Ex Parte Mower - Page 7



             Appeal 2006-3196                                                                                     
             Application 10/860,445                                                                               
             an annular ring.”  Hyde, col. 5, lines 4-5.  The question before us is whether this                  
             suggestion in Hyde to form the friction lining of individual pads renders obvious                    
             the claimed circular friction material.  We find that the disclosure in Hyde of using                
             individual pads to form an annular ring would not have led one having ordinary                       
             skill in the art to make the friction material on each disc segment in a circular                    
             shape.  Specifically, we do not see why a person having ordinary skill in the art,                   
             intending to form an annular ring of friction material as suggested in Hyde, would                   
             use circular friction pads to do so.  Rather, presumably, one would use a pad                        
             shaped in a way that would most closely form a ring when the disc segments are                       
             connected together to form the disc.                                                                 

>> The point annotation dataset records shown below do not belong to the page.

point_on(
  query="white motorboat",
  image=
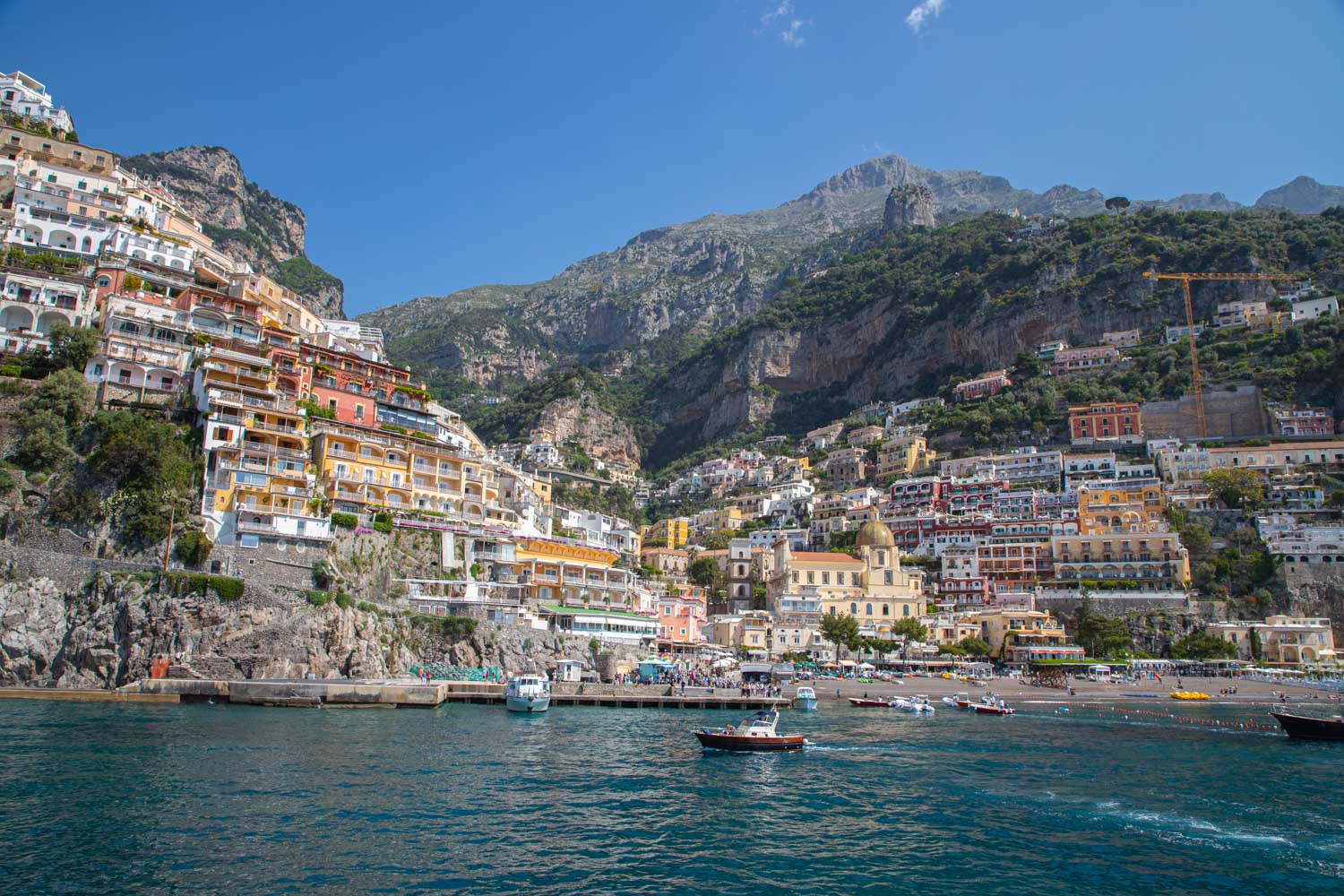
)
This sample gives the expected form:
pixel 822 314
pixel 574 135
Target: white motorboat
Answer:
pixel 527 694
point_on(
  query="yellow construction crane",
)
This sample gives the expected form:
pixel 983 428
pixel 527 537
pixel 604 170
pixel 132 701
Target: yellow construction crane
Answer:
pixel 1190 322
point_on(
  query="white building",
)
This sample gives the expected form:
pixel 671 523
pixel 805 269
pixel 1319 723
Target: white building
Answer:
pixel 1177 333
pixel 1308 309
pixel 26 96
pixel 31 304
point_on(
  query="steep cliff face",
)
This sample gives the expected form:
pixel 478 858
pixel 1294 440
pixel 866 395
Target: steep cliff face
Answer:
pixel 601 435
pixel 698 277
pixel 909 206
pixel 961 300
pixel 105 635
pixel 244 220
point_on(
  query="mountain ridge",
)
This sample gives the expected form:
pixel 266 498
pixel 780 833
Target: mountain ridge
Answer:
pixel 696 277
pixel 245 220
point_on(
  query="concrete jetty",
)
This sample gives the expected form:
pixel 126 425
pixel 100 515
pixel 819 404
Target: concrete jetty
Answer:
pixel 85 694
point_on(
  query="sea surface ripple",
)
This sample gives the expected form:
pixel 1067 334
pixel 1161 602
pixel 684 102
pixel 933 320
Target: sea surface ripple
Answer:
pixel 236 799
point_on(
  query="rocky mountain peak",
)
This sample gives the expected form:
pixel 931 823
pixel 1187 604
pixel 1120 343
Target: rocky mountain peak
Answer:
pixel 1304 195
pixel 245 220
pixel 909 206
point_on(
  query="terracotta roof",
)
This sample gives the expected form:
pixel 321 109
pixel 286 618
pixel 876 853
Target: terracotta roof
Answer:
pixel 823 556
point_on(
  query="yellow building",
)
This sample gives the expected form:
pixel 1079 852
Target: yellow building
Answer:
pixel 573 573
pixel 1021 635
pixel 871 587
pixel 1153 562
pixel 906 455
pixel 1121 506
pixel 257 479
pixel 362 468
pixel 675 532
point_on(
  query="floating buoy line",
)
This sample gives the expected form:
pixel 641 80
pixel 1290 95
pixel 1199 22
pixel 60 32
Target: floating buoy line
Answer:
pixel 1169 716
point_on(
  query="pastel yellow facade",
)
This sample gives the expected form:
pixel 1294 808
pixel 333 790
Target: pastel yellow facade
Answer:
pixel 675 532
pixel 1121 508
pixel 363 468
pixel 573 573
pixel 905 457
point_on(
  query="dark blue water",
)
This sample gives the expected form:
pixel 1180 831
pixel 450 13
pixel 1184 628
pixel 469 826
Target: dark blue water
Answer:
pixel 99 798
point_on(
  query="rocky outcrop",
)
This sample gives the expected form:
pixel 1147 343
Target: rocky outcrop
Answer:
pixel 245 220
pixel 599 435
pixel 908 206
pixel 1303 195
pixel 695 277
pixel 105 634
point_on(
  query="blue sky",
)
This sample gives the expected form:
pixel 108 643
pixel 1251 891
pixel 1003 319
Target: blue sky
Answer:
pixel 457 144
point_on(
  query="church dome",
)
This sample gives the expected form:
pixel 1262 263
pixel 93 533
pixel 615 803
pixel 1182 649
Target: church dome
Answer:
pixel 874 535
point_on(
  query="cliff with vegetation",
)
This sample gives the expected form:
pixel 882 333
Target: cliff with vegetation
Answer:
pixel 245 220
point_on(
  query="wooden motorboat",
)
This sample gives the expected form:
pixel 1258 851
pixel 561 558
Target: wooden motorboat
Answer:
pixel 1309 727
pixel 755 734
pixel 992 705
pixel 873 702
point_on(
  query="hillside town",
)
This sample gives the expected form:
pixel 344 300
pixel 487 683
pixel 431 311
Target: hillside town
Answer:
pixel 308 430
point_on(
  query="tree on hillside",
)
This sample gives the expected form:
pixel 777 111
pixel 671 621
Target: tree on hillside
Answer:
pixel 72 347
pixel 704 571
pixel 1199 645
pixel 65 394
pixel 840 630
pixel 910 629
pixel 717 540
pixel 1236 487
pixel 1027 366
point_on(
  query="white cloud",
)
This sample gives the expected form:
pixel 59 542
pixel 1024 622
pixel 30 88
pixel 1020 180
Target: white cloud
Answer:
pixel 790 35
pixel 785 8
pixel 922 13
pixel 782 13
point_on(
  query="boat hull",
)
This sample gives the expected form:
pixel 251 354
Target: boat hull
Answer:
pixel 1309 728
pixel 527 704
pixel 994 711
pixel 749 745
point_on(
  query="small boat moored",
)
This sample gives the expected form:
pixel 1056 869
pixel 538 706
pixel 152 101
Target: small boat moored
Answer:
pixel 873 702
pixel 918 704
pixel 992 705
pixel 527 694
pixel 1309 727
pixel 755 734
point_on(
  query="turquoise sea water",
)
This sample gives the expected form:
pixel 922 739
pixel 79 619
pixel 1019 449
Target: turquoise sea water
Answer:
pixel 107 798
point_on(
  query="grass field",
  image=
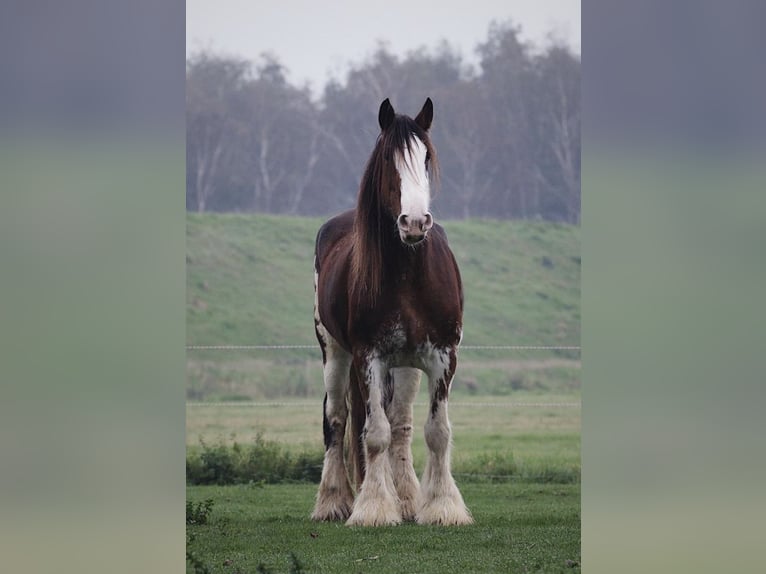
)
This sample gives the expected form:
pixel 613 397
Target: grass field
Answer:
pixel 250 281
pixel 515 416
pixel 518 528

                    The examiner further determined that the “applicant does not have criticality                 
             for the claimed ‘circular’ shape and it appears that the invention would perform                     
             equally well with a variety of friction material shapes.”  Answer, p. 5 (citing In re                
             Dailey, 357 F.2d 669, 149 USPQ 47 (CCPA 1966)).   We disagree with the                               
             examiner’s assertion, because Hyde teaches that “[p]ads or sectors of currently                      
             available carbon material have been found to wear much faster than continuous                        
             annular friction members of the same material.”  Hyde, col. 5, lines 5-7.  As such,                  
             were one to use circular pads, as recited in claim 3, according to Hyde, such pads                   
             would wear faster and thus the invention would not perform equally well, as                          
             posited by the examiner.  Accordingly, we do not sustain the examiner’s rejection                    
             of claim 3 as unpatentable over Ericson and Hyde.